2023-05-15 21:22:19.886169: I tensorflow/core/common_runtime/executor.cc:1197] [/device:CPU:0] (DEBUG INFO) Executor start aborting (this does not indicate an error and you can ignore this message): INVALID_ARGUMENT: You must feed a value for placeholder tensor 'inputs_0' with dtype float and shape [?,?,200]
	 [[{{node inputs_0}}]]
2023-05-15 21:22:19.890964: I tensorflow/core/common_runtime/executor.cc:1197] [/device:CPU:0] (DEBUG INFO) Executor start aborting (this does not indicate an error and you can ignore this message): INVALID_ARGUMENT: You must feed a value for placeholder tensor 'inputs_0' with dtype float and shape [?,?,200]
	 [[{{node inputs_0}}]]
2023-05-15 21:22:19.894934: I tensorflow/core/common_runtime/executor.cc:1197] [/device:CPU:0] (DEBUG INFO) Executor start aborting (this does not indicate an error and you can ignore this message): INVALID_ARGUMENT: You must feed a value for placeholder tensor 'inputs' with dtype float and shape [?,?,?]
	 [[{{node inputs}}]]
2023

INFO:tensorflow:Assets written to: keras.model/assets


INFO:tensorflow:Assets written to: keras.model/assets


In [19]:
# model = tf.keras.models.load_model #load saved model to skip re-training

In [20]:
predicted = model.predict(validation_padded)
labels = (predicted > 0.5).astype(int)

2023-05-15 21:22:21.152818: I tensorflow/core/common_runtime/executor.cc:1197] [/device:CPU:0] (DEBUG INFO) Executor start aborting (this does not indicate an error and you can ignore this message): INVALID_ARGUMENT: You must feed a value for placeholder tensor 'gradients/split_2_grad/concat/split_2/split_dim' with dtype int32
	 [[{{node gradients/split_2_grad/concat/split_2/split_dim}}]]
2023-05-15 21:22:21.154055: I tensorflow/core/common_runtime/executor.cc:1197] [/device:CPU:0] (DEBUG INFO) Executor start aborting (this does not indicate an error and you can ignore this message): INVALID_ARGUMENT: You must feed a value for placeholder tensor 'gradients/split_grad/concat/split/split_dim' with dtype int32
	 [[{{node gradients/split_grad/concat/split/split_dim}}]]
2023-05-15 21:22:21.154753: I tensorflow/core/common_runtime/executor.cc:1197] [/device:CPU:0] (DEBUG INFO) Executor start aborting (this does not indicate an error and you can ignore this message): INVALID_ARGUMENT: You mus



In [21]:
testing_sequences = tokenizer.texts_to_sequences(test_data.comment_text)
test_padded = pad_sequences(testing_sequences, maxlen = maxlen,
                                padding = 'pre',
                                truncating='pre')

In [22]:
predicted = model.predict(test_padded, batch_size = 200)
# predict = np.hstack((test_data.id[:, np.newaxis], predicted))



In [23]:
test_data = pd.read_csv('../data/test.csv')
test_data.head()
# test_data_arr = np.array(test_data)
# print(test_data_arr.shape)
# print(predicted.shape)

# predict = np.hstack((test_data_arr.id[:, np.newaxis], predicted))

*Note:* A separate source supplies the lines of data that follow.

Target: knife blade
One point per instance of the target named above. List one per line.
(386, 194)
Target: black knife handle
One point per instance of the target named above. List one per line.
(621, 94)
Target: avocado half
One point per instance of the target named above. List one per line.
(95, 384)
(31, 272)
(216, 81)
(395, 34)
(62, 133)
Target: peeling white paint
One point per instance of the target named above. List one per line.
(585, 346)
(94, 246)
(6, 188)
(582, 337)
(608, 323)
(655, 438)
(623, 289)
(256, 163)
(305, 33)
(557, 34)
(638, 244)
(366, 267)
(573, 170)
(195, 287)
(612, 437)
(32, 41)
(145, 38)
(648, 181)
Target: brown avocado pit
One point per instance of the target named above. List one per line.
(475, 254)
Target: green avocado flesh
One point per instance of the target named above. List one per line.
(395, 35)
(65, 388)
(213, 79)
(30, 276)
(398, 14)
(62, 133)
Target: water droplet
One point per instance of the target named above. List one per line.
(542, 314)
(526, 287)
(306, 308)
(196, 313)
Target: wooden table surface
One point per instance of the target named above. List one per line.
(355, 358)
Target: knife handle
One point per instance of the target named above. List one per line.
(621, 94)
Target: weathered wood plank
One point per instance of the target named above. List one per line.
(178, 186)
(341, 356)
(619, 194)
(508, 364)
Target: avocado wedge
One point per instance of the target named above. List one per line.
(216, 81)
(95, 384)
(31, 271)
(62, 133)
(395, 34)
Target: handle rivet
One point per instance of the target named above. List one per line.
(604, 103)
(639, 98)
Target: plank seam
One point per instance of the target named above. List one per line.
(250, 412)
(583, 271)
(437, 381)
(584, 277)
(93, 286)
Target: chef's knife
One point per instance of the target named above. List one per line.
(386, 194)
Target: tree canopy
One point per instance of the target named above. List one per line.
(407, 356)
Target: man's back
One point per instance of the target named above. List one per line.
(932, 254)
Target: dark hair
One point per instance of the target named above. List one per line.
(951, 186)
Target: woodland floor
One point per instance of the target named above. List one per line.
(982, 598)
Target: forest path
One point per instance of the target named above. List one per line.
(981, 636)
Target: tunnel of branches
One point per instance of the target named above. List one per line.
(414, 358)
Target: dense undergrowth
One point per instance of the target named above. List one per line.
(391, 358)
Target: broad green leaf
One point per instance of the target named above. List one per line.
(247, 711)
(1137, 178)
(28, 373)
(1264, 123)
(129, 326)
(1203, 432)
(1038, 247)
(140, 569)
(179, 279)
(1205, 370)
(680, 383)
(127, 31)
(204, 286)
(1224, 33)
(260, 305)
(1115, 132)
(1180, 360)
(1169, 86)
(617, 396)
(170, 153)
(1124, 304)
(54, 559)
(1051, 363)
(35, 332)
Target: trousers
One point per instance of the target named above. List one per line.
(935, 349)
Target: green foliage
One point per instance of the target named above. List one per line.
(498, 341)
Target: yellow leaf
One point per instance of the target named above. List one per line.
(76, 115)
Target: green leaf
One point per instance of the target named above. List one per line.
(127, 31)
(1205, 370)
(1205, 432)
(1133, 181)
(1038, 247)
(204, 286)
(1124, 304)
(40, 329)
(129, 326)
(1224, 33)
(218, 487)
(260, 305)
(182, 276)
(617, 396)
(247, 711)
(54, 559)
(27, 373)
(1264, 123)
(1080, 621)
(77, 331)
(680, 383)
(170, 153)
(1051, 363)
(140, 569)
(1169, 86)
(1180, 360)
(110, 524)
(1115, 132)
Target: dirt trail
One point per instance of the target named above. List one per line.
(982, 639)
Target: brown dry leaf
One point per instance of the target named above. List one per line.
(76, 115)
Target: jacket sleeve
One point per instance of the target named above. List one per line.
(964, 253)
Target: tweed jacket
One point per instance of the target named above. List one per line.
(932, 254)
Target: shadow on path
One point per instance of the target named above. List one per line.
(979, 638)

Unnamed: 0,id,comment_text
0,00001cee341fdb12,Yo bitch Ja Rule is more succesful then you'll...
1,0000247867823ef7,== From RfC == \r\n\r\n The title is fine as i...
2,00013b17ad220c46,""" \r\n\r\n == Sources == \r\n\r\n * Zawe Ashto..."
3,00017563c3f7919a,":If you have a look back at the source, the in..."
4,00017695ad8997eb,I don't anonymously edit articles at all.


In [24]:
predict = np.hstack((np.array(test_data), predicted))

In [25]:
# predict.shape
print(predict.shape)
print(predict[0])
pred_processed = np.delete(predict, 1, 1)
print(pred_processed[0])

(153164, 8)
['00001cee341fdb12'
 "Yo bitch Ja Rule is more succesful then you'll ever be whats up with you and hating you sad mofuckas...i should bitch slap ur pethedic white faces and get you to kiss my ass you guys sicken me. Ja rule is about pride in da music man. dont diss that shit on him. and nothin is wrong bein like tupac he was a brother too...fuckin white boys get things right next time.,"
 0.9967250227928162 0.19510751962661743 0.9882634878158569
 0.021599698811769485 0.794369637966156 0.07796985656023026]
['00001cee341fdb12' 0.9967250227928162 0.19510751962661743
 0.9882634878158569 0.021599698811769485 0.794369637966156
 0.07796985656023026]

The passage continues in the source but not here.